Everything You Need to Know About Macronutrients & How They Affect Your Diet

By now, you’ve probably talked to a few people who have opted to go the route of calculating their macros rather than counting calories. With all sorts of diet and nutrition regimens out there, it can get hard to keep up — and the phrase “calculating macros” may sound like a foreign language.

So, let’s back up and focus on what macros are, starting with their name: “macros” is short for macronutrients.

What are macronutrients?

Nutrients are substances used by organisms for bodily functions, growth and energy, Dr. Luiza Petre, a board-certified cardiologist, tells SheKnows. As the term implies, macronutrients are needed in large amounts. For humans, there are three macronutrients necessary for survival: proteins, carbohydrates and fats (also known as lipids).

“In calorie form, each macronutrient provides energy that is needed for everything from maintaining circulation, growth and development to giving enough energy to the brain for cognitive function,” Petre explains.

Here’s a look at what each macronutrient means for your diet.

More: What Is a Macro Diet?

Proteins

Protein foods are comprised of amino acids, which are sometimes called “the building blocks of the body.” Protein provides 4 calories per gram.

There’s a reason that protein is commonly associated with muscle building and fitness. Cory Sarrett, a consultant for All Inclusive Health in New Orleans, tells SheKnows that proteins are essential for building muscle mass. “Constructed of amino acids, protein helps you stay full and keep your immune system strong,” Sarrett says. “You can’t build muscle without sufficient protein intake.”

Kelly Krikhely, a registered dietician, tells SheKnows that it’s key to eat lean proteins like fish, low-fat yogurt, skinless chicken and eggs. She also encourages experimentation with plant proteins such as tofu, edamame, beans, nuts and seeds.

“These lean sources will provide you with the protein you need while limiting the saturated fat in your diet, ” Krikhely explains. “Steak, hamburgers and chicken wings will provide protein but aren’t the best choices for our diet because of their saturated fat content.”

More: What Is Protein & Why Is It So Important?

Carbohydrates

Carbohydrates also provide 4 calories per gram, Sarrett explains, adding that carbohydrates are your body’s main source of energy. Carbs are the macronutrients most easily broken down by the body, and Sarrett says you need them in the largest quantities out of the three macronutrients.

In addition, Krikhely says that, although they don’t deserve their reputation as the enemy, not all carbs are created equal. “We should limit added sugar but make sure to incorporate healthy carbohydrates, including fruits, yogurt, beans, starchy vegetables and whole grains,” she says. “Healthy carbohydrates provide a wide range of vitamins and minerals, including the B vitamins found in whole grains and calcium from yogurt.”

More: 5 Nutrients You’re Probably Not Getting Enough Of in Your Diet

Fats

Contrary to what its stigma might lead you to believe, fat is actually essential to a healthy diet. Petre explains that fat plays key roles in controlling your appetite and in disease prevention.

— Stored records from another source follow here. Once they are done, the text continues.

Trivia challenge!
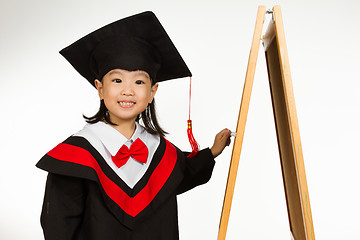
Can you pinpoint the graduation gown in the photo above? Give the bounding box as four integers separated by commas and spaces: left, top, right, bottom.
36, 136, 215, 240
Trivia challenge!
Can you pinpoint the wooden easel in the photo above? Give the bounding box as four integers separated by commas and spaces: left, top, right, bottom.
218, 6, 315, 240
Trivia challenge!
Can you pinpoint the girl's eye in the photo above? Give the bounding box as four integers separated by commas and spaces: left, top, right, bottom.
135, 80, 144, 84
113, 79, 122, 83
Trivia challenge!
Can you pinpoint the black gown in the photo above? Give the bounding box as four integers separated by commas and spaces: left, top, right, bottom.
36, 136, 215, 240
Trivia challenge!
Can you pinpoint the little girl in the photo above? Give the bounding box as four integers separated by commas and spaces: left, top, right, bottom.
37, 12, 230, 240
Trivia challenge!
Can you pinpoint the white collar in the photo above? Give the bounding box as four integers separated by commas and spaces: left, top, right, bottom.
85, 121, 147, 156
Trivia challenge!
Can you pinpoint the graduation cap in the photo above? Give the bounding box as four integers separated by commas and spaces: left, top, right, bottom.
60, 11, 191, 87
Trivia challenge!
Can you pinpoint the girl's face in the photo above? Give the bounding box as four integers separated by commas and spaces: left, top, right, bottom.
95, 69, 158, 125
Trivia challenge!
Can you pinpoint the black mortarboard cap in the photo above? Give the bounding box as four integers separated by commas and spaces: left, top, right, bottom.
60, 11, 191, 85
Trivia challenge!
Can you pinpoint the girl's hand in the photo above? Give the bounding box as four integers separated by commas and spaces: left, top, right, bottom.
210, 128, 231, 158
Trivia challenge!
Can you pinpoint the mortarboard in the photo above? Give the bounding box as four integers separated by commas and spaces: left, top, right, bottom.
60, 11, 191, 86
60, 11, 199, 157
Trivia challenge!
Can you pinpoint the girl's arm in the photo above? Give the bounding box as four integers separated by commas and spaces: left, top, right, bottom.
178, 129, 231, 194
41, 173, 86, 240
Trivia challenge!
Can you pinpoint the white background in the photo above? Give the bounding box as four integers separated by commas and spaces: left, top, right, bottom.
0, 0, 360, 240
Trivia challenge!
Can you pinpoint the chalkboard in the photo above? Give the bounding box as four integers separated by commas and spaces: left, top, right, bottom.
218, 6, 315, 240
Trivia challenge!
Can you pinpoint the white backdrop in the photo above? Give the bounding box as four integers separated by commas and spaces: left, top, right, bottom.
0, 0, 360, 240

“[Fat] regulates hormone production, protects vital organs, regulates temperature, fuels the brain and helps with anxiety and depression,” she says. Fat provides 9 calories per gram.

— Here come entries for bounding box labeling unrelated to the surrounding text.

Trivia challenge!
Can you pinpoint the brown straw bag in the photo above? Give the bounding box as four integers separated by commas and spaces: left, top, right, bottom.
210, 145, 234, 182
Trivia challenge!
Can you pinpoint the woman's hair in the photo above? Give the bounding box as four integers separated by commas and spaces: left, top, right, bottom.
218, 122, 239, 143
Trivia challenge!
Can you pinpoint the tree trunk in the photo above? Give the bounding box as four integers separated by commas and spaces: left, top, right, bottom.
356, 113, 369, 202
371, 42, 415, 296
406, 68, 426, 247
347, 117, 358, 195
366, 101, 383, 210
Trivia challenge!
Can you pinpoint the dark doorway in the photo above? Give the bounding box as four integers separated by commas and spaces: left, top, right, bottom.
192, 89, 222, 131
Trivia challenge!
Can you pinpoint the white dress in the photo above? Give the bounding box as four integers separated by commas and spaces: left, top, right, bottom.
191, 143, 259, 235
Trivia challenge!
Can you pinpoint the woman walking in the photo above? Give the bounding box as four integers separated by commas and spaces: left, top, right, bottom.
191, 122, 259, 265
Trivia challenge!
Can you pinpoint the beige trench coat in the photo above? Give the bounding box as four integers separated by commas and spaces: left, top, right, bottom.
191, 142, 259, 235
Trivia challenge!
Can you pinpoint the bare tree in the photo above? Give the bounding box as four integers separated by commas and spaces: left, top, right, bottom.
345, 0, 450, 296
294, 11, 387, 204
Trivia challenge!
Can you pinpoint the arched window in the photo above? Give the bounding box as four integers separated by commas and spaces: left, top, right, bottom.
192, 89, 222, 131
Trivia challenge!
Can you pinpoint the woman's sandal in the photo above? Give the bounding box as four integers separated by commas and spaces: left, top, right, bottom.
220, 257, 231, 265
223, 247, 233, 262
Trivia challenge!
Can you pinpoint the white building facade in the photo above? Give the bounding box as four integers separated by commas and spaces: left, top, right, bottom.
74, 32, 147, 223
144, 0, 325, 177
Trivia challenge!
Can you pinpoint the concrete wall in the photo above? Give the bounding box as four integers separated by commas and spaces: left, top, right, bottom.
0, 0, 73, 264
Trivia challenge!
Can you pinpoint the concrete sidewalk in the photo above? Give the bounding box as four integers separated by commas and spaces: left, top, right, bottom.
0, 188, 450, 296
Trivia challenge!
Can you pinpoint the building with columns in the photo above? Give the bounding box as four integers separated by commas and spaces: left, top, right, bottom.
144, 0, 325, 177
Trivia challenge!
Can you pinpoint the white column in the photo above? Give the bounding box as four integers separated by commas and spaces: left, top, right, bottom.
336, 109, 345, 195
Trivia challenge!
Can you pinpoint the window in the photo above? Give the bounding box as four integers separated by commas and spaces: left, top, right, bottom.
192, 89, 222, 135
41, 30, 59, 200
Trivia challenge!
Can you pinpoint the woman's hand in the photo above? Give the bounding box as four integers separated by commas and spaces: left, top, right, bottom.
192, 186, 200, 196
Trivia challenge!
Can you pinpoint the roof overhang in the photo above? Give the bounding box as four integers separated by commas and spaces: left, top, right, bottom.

Similarly, Krikhely emphasizes that fat is essential in order for your body to function each day. What you’ll want to pay attention to is the type of fat you’re consuming. She adds that the most up-to-date recommendation is to consume mono and polyunsaturated fats, limit your saturated fat intake and avoid trans fat. Butter, cream, fatty meats and processed junk food are all sources of saturated fat.

“Avoid any foods that include partially hydrogenated oil in the ingredient list,” Krikhely says. “This is the red flag for trans fat. Instead, we should focus on eating healthy fat from avocado, olive oil, nuts and seeds, natural peanut butter or fatty fish like salmon.”

So, there you have it: macronutrients. If you find tracking your macros helpful for healthy eating, great. If not, at least you’ll know what you’re talking about the next time someone drops this buzzword in conversation.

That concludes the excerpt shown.